Auctioneer Brady Hamm¬Ârich, brought in from Port Orchard, worked the crowd like a popcorn popper, raising thousands as he auctioned donated dinners, parties and a trip to the Seattle Mariners’ spring training camp in Arizona.
He capped it all by selling a dinner for six with actress Lindsay Wagner for $700.
Wagner, the Emmy-winning performer who found fame as “The Bionic Woman,” lives part of the year in Dungeness.
As Hollywood Nights’ honorary co-chairwoman, she praised the guests for supporting Olympic Medical Center.
$31,600 netted
Hollywood Nights’ tickets, auction and “guess the winners” contest netted $31,600 — more than expected, said Bruce Skinner, executive director of the OMC Foundation.
Each guest received a ballot on which he or she could enter guesses for each Oscar, and during the event, additional ballots were available for $10 apiece.
Three people guessed every category correctly, so Skinner and event organizer Casi Fors drew one name from a hat: Doug Parrish of Sequim, aka the boa guy.
Neck swathed in a black feather boa, Parrish took as his prize an all-expenses-paid trip for two to California’s Universal Studios.

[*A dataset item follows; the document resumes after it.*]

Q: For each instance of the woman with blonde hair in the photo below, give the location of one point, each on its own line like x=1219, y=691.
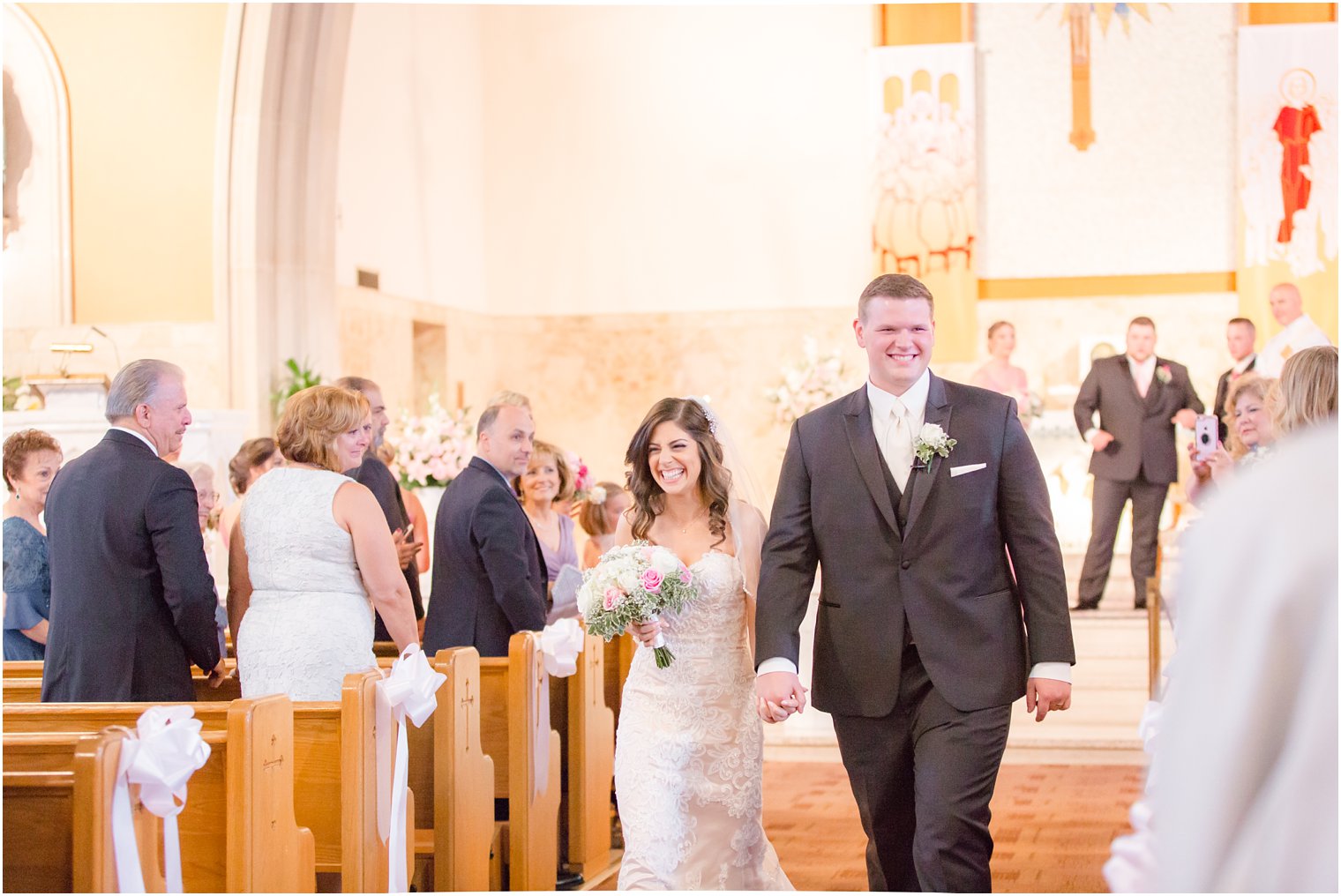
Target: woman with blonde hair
x=1307, y=389
x=311, y=556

Parrish was humble about his win. He’s seen only one of the nominated movies — “Slumdog Millionaire,” which took eight Oscars including Best Picture, Best Director, Best Score and Best Song — and read a bit about the other nominees. He filled out his ballot while driving in to Port Angeles on Sunday afternoon.

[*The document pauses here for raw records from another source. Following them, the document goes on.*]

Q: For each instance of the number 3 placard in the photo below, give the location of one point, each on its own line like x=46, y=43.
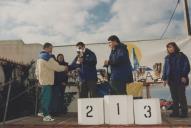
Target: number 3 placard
x=90, y=111
x=147, y=111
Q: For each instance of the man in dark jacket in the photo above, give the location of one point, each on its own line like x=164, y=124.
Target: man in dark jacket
x=86, y=61
x=121, y=69
x=175, y=74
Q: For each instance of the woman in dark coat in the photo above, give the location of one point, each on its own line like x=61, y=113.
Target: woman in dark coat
x=175, y=74
x=60, y=82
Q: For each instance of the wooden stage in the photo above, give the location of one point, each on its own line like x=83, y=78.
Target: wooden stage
x=70, y=121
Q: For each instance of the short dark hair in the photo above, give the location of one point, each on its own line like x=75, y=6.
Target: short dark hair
x=176, y=48
x=80, y=44
x=114, y=38
x=59, y=55
x=47, y=45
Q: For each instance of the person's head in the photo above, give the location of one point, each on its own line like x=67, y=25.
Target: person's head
x=60, y=57
x=113, y=41
x=48, y=47
x=80, y=47
x=172, y=48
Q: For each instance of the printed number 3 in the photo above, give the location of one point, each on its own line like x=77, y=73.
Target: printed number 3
x=148, y=115
x=90, y=108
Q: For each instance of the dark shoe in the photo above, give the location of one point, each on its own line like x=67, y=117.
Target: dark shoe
x=173, y=114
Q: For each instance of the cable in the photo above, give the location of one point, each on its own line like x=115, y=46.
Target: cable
x=178, y=1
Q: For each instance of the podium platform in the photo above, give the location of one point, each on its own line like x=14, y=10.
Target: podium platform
x=70, y=121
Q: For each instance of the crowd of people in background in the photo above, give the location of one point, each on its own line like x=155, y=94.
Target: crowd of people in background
x=52, y=75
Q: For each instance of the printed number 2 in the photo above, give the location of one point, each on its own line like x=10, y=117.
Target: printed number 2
x=118, y=109
x=90, y=108
x=148, y=108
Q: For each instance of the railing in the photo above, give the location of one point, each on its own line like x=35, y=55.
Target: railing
x=6, y=105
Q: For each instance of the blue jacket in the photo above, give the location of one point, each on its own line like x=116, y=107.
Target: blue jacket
x=44, y=55
x=88, y=67
x=119, y=61
x=61, y=77
x=175, y=67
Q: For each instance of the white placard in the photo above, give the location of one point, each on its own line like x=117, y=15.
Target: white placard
x=118, y=109
x=90, y=111
x=147, y=111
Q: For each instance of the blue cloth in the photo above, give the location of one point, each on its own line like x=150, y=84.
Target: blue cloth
x=175, y=67
x=119, y=61
x=44, y=55
x=61, y=77
x=88, y=67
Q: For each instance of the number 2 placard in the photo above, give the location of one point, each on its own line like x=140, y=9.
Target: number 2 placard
x=90, y=111
x=147, y=111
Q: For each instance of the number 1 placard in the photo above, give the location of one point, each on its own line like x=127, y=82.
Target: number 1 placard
x=118, y=109
x=90, y=111
x=147, y=111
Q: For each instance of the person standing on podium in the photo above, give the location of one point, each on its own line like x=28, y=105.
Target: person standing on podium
x=121, y=69
x=86, y=61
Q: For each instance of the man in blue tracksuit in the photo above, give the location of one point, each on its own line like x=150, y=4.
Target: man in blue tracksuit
x=86, y=61
x=121, y=69
x=175, y=74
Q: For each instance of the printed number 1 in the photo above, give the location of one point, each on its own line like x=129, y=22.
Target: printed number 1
x=90, y=110
x=148, y=115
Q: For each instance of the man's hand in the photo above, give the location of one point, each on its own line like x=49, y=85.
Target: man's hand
x=165, y=82
x=183, y=80
x=66, y=68
x=80, y=60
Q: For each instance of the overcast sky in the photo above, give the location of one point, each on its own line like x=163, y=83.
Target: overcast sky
x=69, y=21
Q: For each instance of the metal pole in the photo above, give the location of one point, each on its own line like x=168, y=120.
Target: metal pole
x=186, y=17
x=36, y=102
x=7, y=104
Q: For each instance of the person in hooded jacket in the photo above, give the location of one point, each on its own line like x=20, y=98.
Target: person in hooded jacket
x=175, y=74
x=45, y=68
x=86, y=62
x=58, y=89
x=119, y=62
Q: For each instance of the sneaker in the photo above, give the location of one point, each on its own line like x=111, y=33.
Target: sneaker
x=40, y=114
x=183, y=115
x=174, y=114
x=48, y=118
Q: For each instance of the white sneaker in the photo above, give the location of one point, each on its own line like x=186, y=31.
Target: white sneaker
x=48, y=118
x=40, y=114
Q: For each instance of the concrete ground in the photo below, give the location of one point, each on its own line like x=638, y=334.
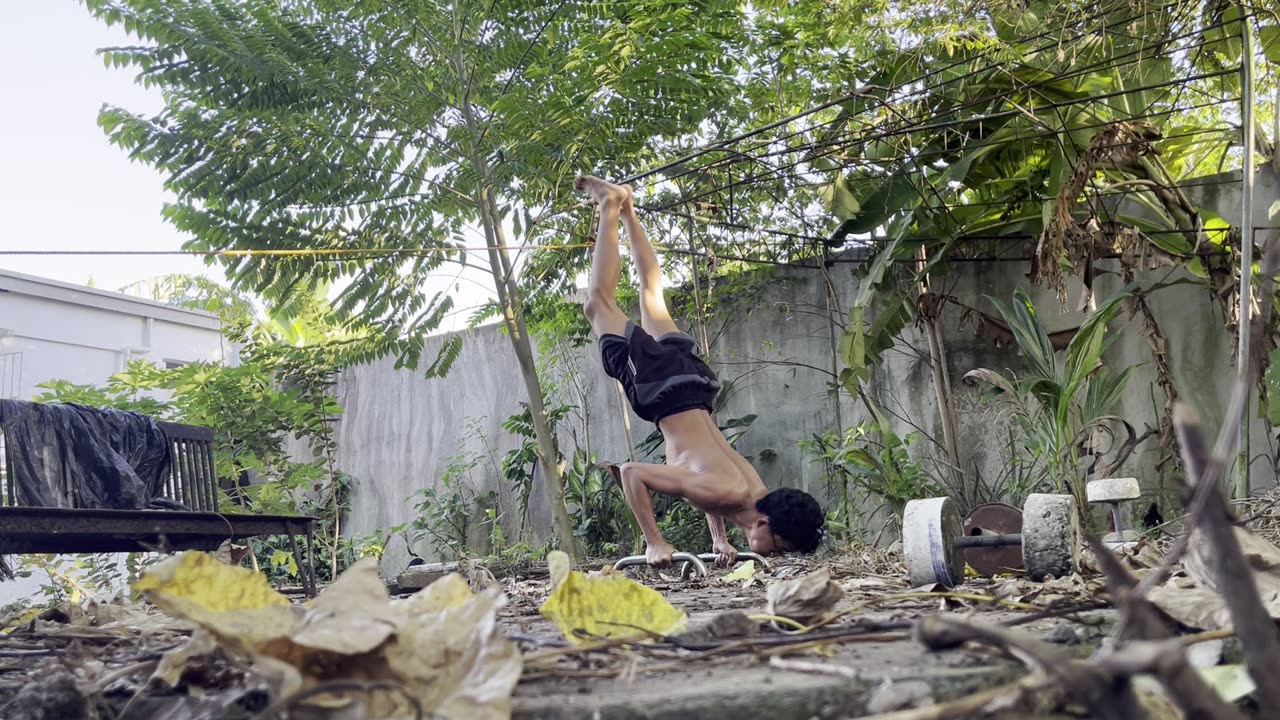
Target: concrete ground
x=846, y=679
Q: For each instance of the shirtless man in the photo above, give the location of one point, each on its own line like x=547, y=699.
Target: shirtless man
x=670, y=386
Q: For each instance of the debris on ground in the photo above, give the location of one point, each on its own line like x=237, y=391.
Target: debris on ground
x=210, y=639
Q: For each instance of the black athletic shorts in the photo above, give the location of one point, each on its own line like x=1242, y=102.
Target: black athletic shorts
x=661, y=377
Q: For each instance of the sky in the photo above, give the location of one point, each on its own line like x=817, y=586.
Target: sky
x=64, y=186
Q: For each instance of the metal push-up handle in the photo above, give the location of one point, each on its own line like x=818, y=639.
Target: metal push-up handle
x=677, y=557
x=712, y=556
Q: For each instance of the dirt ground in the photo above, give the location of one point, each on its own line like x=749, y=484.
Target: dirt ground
x=95, y=662
x=878, y=671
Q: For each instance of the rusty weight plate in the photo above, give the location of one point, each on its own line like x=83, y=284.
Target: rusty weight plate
x=997, y=519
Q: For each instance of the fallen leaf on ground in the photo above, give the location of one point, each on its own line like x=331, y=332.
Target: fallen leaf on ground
x=440, y=646
x=804, y=600
x=606, y=605
x=1155, y=700
x=1232, y=682
x=176, y=662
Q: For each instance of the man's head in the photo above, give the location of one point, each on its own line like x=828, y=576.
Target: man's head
x=791, y=522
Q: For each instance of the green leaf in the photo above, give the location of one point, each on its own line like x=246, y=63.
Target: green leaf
x=1272, y=381
x=1269, y=40
x=839, y=199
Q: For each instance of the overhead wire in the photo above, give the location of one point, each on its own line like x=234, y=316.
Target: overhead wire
x=856, y=94
x=1106, y=63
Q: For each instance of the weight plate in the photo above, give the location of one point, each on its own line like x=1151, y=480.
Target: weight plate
x=929, y=528
x=999, y=519
x=1051, y=536
x=1112, y=490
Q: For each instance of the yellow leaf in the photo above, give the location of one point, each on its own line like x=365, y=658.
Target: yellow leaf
x=234, y=604
x=607, y=606
x=745, y=572
x=201, y=579
x=442, y=646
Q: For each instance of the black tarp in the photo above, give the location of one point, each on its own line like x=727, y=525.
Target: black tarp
x=69, y=455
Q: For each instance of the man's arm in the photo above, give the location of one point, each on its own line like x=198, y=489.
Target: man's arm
x=720, y=541
x=638, y=479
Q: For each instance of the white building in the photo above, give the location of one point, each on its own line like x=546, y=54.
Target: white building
x=50, y=329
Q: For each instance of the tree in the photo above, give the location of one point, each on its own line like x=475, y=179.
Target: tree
x=374, y=135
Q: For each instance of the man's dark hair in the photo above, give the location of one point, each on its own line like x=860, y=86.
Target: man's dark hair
x=795, y=516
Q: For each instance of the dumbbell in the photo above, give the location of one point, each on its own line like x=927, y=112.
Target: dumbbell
x=1115, y=492
x=933, y=537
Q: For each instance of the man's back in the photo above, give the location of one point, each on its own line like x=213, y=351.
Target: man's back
x=727, y=483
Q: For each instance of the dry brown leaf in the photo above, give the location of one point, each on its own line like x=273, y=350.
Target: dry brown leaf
x=440, y=645
x=807, y=598
x=1194, y=607
x=177, y=661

During the 3¬½-hour Academy Awards broadcast, most members of the Port Angeles crowd seemed more interested in one another than in the begowned stars swooning around Hollywood’s Kodak Theatre.
They turned their attention to the video screens, however, when Sean Penn accepted his Best Actor Oscar for “Milk.”

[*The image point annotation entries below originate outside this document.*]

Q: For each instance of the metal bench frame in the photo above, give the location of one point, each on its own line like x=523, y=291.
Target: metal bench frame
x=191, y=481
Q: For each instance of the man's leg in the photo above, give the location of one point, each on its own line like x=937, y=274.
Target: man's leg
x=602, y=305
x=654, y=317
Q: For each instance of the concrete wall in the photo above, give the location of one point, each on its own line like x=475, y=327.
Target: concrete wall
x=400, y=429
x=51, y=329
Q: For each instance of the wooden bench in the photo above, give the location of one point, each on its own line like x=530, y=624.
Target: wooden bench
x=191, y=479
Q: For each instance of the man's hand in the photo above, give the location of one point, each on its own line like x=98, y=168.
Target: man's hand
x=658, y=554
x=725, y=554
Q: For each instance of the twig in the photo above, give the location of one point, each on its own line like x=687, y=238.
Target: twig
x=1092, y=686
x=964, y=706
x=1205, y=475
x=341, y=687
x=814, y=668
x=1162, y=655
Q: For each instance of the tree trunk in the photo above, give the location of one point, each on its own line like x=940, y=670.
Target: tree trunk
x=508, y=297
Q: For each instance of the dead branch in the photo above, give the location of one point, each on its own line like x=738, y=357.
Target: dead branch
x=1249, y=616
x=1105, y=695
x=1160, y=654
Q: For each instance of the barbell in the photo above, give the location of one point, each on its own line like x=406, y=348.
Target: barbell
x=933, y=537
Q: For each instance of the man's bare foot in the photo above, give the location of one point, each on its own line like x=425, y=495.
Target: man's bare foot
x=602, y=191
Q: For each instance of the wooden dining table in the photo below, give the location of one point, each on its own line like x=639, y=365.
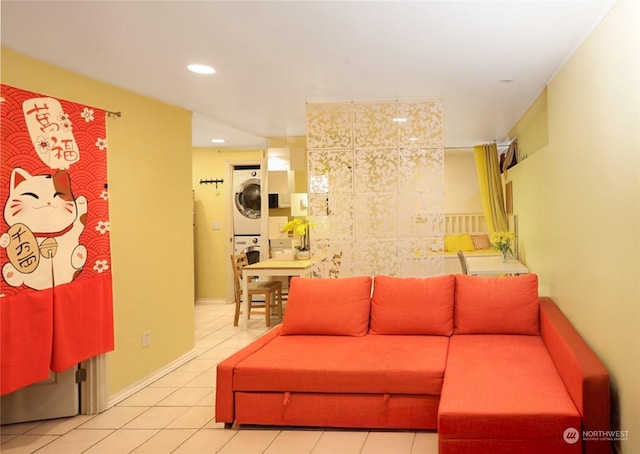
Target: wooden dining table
x=494, y=265
x=273, y=267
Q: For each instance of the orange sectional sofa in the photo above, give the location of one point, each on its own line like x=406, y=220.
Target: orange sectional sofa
x=486, y=362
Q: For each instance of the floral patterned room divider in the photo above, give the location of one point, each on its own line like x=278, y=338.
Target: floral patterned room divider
x=56, y=288
x=376, y=187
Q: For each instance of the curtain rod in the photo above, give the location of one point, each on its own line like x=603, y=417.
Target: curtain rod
x=499, y=145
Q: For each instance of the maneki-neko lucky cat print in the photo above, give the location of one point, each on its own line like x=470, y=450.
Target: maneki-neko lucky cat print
x=45, y=223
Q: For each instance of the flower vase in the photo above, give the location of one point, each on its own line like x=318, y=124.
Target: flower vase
x=303, y=255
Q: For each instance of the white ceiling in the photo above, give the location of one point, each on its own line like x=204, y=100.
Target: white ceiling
x=273, y=57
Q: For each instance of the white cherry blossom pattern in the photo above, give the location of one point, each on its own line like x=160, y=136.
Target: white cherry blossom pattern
x=103, y=227
x=101, y=143
x=101, y=266
x=65, y=122
x=87, y=114
x=42, y=144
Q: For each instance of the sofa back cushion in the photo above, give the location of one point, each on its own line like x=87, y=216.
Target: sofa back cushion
x=500, y=305
x=338, y=307
x=412, y=305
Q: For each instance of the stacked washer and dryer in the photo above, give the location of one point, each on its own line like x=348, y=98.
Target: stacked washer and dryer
x=246, y=211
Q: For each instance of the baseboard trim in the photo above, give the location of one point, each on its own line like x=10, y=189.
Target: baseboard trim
x=158, y=374
x=211, y=301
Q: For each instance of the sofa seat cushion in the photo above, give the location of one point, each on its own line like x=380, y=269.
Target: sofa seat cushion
x=346, y=364
x=503, y=387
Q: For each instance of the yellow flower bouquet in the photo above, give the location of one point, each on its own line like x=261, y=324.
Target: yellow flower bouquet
x=502, y=241
x=299, y=226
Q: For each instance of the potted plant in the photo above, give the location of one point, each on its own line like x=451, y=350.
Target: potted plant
x=299, y=226
x=501, y=241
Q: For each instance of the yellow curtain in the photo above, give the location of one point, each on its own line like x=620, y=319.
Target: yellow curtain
x=490, y=181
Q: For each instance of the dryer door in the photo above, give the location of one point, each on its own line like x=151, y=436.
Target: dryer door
x=247, y=198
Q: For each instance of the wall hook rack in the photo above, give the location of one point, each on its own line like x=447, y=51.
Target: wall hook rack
x=216, y=182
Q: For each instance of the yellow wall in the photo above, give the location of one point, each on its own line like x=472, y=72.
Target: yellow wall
x=149, y=169
x=213, y=247
x=461, y=188
x=578, y=204
x=532, y=129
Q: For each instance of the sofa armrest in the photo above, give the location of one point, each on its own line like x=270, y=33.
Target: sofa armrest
x=583, y=374
x=225, y=410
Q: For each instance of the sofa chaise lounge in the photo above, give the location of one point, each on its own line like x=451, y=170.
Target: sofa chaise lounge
x=486, y=362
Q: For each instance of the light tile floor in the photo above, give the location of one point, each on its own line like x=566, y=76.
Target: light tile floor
x=175, y=414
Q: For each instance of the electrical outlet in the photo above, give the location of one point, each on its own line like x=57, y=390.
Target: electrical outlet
x=146, y=339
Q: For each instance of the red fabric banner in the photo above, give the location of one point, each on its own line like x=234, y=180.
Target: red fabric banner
x=55, y=290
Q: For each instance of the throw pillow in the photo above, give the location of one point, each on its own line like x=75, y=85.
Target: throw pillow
x=412, y=305
x=337, y=307
x=460, y=242
x=481, y=241
x=500, y=305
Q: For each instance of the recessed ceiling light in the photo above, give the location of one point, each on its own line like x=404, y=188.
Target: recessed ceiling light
x=201, y=69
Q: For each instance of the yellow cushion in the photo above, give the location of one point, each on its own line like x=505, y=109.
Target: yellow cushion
x=461, y=242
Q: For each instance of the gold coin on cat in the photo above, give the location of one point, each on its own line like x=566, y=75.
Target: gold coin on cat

In it, Penn portrays Harvey Milk, the slain San Francisco County supervisor who fought for civil rights for gays and lesbians throughout the 1970s.
“We’ve got to have equal rights for everyone,” Penn said, to waves of applause in Hollywood and in Port Angeles.
Rags to riches
A moment later the crowd here cheered again as “Slumdog Millionaire” took the Best Picture trophy.
Joe Marvelle, Hollywood Nights’ master of ceremonies, joined in, after admitting that the Oscar show didn’t excite him nearly as much as “Slumdog” did, with its story of steadfast love and hope.
With that last golden guy handed out, the Port Angeles party kept on.
As soon as Academy Awards host Hugh Jackman said good night, Hamm¬Ârich leaped back up on the stage to auction off “outright giving” to the OMC Foundation, at levels of $500, $250, $100 and $50.
In minutes, he tallied a total of $5,000 in donations.
Those proceeds, with the rest from Sunday’s event, will help the hospital purchase equipment for its emergency room, cardiac services, radiology department and obstetrics unit, where 500 babies are born each year.